Solal crossed paths with other high-profile jazz musicians in the 1950s, including expatriate American drummer Kenny Clarke, who would go on to play frequently with Solal, as well as in a trio headed by one of Solal's musical inspirations, pianist Bud Powell. In 1956 Clarke made an album utilizing arrangements of Powell's friend and fellow Solal hero Thelonious Monk's compositions, done by French arranger and musical scholar Andre Hodeir. Solal's contributions to "Bemshaw Swing" stand out as an early highlight in his discography and give us a chance to hear one of Europe's greatest musical minds interacting with one of America's greatest jazz composers:

By that year Solal had made a number of dates under his own name as well, in trio, quartet, and solo settings. In Solal's playing one can hear traces of the pianists he had listened to and admired, such as Erroll Garner, Art Tatum, Fats Waller, and Bud Powell… but somehow Solal filtered these influences into a sound all his own:

In these early years Solal also teamed up with two American saxophonists who were spending time abroad—New Orleans legend Sidney Bechet, and the younger but much-respected Lucky Thompson. His empathetic dialogues with these two masters on American popular-song standards are a revelation of the ability he would demonstrate throughout his career for invigorating jazz repertoire with abundant dashes of harmonic and rhythmic creativity. They also exemplify Martin Williams' comment that "Solal's best playing invites one to deal with basics, and deal with them in a rather awed way."

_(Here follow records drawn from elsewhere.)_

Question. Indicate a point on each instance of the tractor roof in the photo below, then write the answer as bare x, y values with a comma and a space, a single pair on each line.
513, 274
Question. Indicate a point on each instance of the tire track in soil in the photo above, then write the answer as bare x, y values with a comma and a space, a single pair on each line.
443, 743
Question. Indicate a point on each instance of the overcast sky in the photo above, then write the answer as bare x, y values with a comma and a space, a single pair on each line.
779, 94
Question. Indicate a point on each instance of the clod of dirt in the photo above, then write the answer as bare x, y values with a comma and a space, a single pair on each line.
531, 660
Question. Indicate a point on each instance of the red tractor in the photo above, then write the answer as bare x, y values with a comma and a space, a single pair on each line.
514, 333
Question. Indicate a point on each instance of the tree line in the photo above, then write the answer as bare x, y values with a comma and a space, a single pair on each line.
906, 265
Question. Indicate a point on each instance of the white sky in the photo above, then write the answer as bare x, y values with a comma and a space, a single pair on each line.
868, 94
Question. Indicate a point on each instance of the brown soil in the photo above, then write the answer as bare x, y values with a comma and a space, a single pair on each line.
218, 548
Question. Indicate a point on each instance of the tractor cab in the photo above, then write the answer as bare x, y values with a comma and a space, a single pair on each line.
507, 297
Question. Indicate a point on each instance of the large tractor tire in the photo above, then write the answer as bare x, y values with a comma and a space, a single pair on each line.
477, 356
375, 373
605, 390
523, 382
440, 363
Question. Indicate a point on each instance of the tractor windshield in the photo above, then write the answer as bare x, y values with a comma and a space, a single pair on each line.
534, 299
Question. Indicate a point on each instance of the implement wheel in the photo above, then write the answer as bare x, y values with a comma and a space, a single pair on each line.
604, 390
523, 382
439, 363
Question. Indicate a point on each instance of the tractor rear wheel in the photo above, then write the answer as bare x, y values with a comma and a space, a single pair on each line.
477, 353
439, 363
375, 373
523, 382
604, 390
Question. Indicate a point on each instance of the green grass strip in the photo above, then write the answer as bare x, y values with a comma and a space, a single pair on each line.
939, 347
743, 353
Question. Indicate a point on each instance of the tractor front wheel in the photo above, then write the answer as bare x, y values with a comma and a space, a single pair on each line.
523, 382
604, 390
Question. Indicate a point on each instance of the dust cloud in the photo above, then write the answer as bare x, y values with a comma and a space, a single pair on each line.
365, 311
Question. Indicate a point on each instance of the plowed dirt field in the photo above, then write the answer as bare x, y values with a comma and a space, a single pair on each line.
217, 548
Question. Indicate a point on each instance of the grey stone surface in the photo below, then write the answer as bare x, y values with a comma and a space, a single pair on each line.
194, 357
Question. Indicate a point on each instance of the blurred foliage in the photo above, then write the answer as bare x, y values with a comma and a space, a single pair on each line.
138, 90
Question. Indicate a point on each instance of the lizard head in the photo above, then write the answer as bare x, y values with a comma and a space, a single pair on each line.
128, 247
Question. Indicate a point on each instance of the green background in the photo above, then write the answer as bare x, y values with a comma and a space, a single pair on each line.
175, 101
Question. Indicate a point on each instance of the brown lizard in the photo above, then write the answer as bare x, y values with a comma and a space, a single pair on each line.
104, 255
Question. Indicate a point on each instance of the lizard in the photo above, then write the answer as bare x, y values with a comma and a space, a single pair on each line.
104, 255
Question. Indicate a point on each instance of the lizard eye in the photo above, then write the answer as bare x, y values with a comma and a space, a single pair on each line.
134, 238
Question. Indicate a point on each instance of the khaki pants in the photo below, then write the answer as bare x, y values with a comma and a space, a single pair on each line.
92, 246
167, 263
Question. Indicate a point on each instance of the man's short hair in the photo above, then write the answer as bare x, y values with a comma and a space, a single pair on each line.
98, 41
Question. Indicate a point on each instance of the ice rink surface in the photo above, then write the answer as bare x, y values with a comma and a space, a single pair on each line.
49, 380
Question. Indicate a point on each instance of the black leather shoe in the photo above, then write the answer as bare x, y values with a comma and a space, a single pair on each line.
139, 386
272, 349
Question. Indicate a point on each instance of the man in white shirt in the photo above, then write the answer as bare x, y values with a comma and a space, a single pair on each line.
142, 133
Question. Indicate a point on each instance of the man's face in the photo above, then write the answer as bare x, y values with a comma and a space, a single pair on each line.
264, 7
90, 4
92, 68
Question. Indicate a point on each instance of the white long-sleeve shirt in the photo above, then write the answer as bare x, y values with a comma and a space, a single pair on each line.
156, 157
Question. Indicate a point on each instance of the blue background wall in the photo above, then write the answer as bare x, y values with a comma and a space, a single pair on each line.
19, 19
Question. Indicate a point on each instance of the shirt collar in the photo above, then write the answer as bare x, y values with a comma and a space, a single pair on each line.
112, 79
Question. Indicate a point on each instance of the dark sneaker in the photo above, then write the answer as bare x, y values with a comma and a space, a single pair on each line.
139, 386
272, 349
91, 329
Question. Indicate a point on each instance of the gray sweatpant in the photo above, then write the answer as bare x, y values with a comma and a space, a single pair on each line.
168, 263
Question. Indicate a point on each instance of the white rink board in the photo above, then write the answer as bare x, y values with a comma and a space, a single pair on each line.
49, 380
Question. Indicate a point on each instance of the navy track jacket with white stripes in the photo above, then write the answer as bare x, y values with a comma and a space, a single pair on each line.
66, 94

At the end of the 1950s, Solal ventured into a new realm, writing and recording music for film, most famously for Jean-Luc Godard's 1959 movie A Bout de Souffle (known in English as Breathless), which stands as the ultimate statement of French New Wave cinema. Solal's music was a good match for Godard's style, as DownBeat writer Ted Panken has observed, noting that Godard's "use of the jump-cut is a visual analogy to Solal's penchant for making instant transitions in a piece."

Solal also wrote in mid-sized and large-ensemble settings for his own recordings in the late 1950s, a natural development of his orchestral-like conception for the piano. Here are two Solal compositions from 1958, with Pierre Michelot and Kenny Clarke again in the rhythm section:

Although Solal recorded most frequently in a trio, with forays into big band and mid-sized groups, his solo recordings are perhaps the best way to experience his considerable musical vocabulary and prowess. From his 1963 Capitol LP Viva La France! Viva Le Jazz! Viva Solal!, here's his solo rendition of Thelonious Monk's "Round Midnight":

That same year Solal made his American debut at the Newport Jazz Festival, brought there by festival promoter George Wein at the urging of Duke Ellington and Oscar Peterson, who had heard Solal in Europe. Solal was championed by American jazz critic Martin Williams, who called him "one of the best jazz pianists in the world" in a 1963 article introducing him to American audiences:

He is as natural a musician as was Sidney Bechet… not only can Solal swing, he swings with a vitality that is personal, and a sureness which allows him rhythmic variety and variation of a sort that many American jazzmen of his generation have not attempted. He has fine pianistic technique, but it reveals itself so soundly and so musically that one may be almost unaware of his proficiencies. He puts nearly every idea to a direct musical use, and time and again one notices Solal quietly employing effects which might easily be turned into blatant grandstanding by a less discreet and dedicated player. Above all, Solal answers the basic criterion: he invents interesting, fresh, and personal music.